The Piker Indicator finally hit overbought on Friday, flashing a very overbought signal of 83 typically overbought is 67 or higher. This high number represents that the volume and market has been skewed towards the buy side meaning there are to many buyers and not enough sellers but it also indicates that market internals are also heavily skewed to one side as well. The only way to make them move back to the middle is for a consoldation or a move lower. Of course there is still a chance of SPY moving higher, in fact it will not be surprising at all that SPY moves 1% higher to its 200 ema and test this obvious resistance level before the market heads over.
This high number has occurred only a few other times this below is a chart highlighting these occurrences.
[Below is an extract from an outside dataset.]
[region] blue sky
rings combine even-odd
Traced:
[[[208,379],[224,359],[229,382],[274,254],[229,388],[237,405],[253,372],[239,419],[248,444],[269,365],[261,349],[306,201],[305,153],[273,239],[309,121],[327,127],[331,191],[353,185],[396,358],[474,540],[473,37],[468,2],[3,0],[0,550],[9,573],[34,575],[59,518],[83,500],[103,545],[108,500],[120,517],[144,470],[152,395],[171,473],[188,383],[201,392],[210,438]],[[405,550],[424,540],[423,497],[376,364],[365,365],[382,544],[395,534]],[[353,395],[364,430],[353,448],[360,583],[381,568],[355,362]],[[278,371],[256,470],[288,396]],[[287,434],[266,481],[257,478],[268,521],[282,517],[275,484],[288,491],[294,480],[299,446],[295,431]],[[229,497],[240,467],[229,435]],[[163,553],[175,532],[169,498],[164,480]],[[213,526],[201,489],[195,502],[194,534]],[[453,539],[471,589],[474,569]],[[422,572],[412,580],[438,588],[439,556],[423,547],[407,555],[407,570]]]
As you can see the market has dipped over each of these times.
The tired and true indicators were to anxious to jump into the overbought condition. The old Stochastic has been showing signs of overbought for the last 4 days, catching shorts in a 4% move upwards after showing overbought.
The market has changed since these indicators were developed now everyone uses them the Piker Indicator is a new indicator that is centered around market volume and market internals rather then price movement which allows it to better reflect to overbought or oversold conditions.